As we approach the end of the year, AI isn’t showing any signs of slowing down, and this week’s updates prove it. Google’s NotebookLM is levelling up with enterprise-focused features, DeepMind is raising the bar in video generation with Veo 2, and xAI is making its Grok chatbot faster and smarter. Not to be outdone, Meta’s giving its Ray-Ban smart glasses some impressive AI-powered upgrades. Let’s break down the highlights and what they mean for the future of AI.
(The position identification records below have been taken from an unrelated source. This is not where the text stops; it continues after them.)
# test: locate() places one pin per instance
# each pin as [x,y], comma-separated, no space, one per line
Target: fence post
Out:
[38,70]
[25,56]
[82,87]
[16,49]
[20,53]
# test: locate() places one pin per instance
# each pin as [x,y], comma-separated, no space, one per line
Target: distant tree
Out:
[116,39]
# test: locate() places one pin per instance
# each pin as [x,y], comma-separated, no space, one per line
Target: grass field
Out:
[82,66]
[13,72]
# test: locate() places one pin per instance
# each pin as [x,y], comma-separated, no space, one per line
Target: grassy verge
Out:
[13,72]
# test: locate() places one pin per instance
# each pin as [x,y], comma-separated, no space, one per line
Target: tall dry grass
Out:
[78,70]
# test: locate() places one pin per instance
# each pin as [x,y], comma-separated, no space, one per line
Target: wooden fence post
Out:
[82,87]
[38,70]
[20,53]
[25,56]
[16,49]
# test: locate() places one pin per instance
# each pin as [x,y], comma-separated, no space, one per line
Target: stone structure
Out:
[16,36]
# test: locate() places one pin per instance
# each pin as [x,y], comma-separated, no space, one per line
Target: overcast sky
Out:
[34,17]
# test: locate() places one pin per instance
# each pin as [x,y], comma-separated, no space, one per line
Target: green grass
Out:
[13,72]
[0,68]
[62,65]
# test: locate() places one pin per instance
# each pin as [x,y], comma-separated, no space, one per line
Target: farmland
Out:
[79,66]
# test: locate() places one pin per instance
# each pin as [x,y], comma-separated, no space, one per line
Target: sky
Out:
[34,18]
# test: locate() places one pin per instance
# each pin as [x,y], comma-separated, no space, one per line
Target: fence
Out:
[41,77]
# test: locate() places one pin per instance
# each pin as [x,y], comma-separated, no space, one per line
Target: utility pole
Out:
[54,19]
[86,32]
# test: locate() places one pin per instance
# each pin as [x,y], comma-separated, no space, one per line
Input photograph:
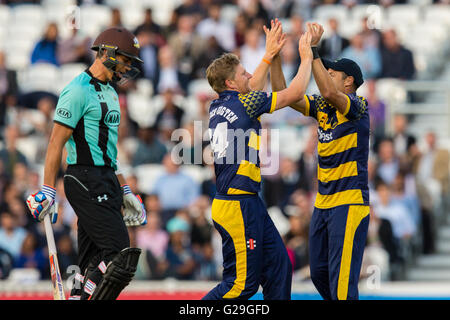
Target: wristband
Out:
[315,51]
[50,192]
[126,189]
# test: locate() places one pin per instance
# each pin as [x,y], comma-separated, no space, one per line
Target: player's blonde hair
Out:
[221,69]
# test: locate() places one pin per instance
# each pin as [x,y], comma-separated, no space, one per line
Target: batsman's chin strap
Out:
[111,63]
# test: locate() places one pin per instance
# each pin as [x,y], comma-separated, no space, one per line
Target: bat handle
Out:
[49,235]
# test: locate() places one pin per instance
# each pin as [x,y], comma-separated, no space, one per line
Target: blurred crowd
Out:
[408,174]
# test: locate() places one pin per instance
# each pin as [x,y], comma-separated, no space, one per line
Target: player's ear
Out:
[230,84]
[349,81]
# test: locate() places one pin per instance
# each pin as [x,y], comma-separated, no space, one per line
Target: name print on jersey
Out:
[226,145]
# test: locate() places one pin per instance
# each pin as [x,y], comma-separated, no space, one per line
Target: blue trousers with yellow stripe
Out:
[253,252]
[337,239]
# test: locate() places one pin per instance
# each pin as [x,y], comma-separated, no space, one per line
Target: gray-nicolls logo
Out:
[101,198]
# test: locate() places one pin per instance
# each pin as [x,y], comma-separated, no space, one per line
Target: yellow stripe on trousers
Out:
[348,169]
[354,218]
[228,214]
[249,170]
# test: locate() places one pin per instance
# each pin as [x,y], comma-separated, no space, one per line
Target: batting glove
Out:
[42,203]
[134,213]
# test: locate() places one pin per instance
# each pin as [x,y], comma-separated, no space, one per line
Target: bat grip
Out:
[49,235]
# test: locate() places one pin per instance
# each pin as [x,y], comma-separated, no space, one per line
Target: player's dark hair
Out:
[221,69]
[355,87]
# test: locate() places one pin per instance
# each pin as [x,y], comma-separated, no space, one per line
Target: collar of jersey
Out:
[95,79]
[229,92]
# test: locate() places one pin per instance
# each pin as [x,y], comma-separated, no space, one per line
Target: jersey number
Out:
[219,142]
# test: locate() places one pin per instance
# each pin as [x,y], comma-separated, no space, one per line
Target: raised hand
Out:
[304,47]
[316,31]
[275,38]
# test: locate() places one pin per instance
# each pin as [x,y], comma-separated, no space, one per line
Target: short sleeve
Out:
[311,105]
[258,102]
[70,107]
[356,107]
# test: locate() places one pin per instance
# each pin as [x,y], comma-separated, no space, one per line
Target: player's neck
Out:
[98,70]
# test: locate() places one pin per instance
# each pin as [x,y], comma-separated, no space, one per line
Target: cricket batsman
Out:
[86,122]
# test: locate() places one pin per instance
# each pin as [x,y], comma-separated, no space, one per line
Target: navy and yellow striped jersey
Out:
[234,128]
[343,151]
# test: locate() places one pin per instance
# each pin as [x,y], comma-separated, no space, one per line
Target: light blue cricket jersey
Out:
[91,108]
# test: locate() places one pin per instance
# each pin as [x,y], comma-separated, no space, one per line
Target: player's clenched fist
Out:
[42,203]
[304,47]
[316,30]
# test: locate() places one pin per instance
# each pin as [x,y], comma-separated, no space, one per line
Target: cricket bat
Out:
[58,288]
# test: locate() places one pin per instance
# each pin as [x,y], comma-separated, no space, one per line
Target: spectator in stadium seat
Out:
[116,18]
[380,243]
[175,189]
[213,50]
[168,76]
[401,138]
[297,237]
[368,58]
[10,155]
[403,225]
[255,10]
[201,228]
[290,62]
[220,30]
[307,163]
[150,25]
[388,164]
[149,148]
[187,46]
[170,117]
[31,256]
[377,112]
[241,24]
[371,35]
[149,54]
[11,236]
[179,255]
[407,199]
[154,241]
[397,61]
[331,47]
[75,49]
[433,169]
[8,78]
[67,255]
[45,50]
[280,190]
[253,50]
[207,269]
[187,7]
Google Expands NotebookLM with Enterprise Features and More
Google has unveiled NotebookLM Plus, a new enterprise-focused version of its popular AI note-taking and research app, NotebookLM. Designed for businesses, schools, and organizations, NotebookLM Plus introduces advanced tools for collaboration, enhanced security, and seamless integration with enterprise data systems.
Key Features of NotebookLM Plus
NotebookLM Plus builds on the consumer version with added benefits tailored for professional environments:
– Enhanced Collaboration: Shared team notebooks with usage analytics and customizable AI-generated responses.
– Greater Capacity: Five times the limit for notebooks, audio summaries, and data sources per notebook.
– Agentspace Integration: Part of Google Cloud’s Agentspace, where users can connect NotebookLM with other AI-powered tools for tasks like document analysis, data integration, and email processing.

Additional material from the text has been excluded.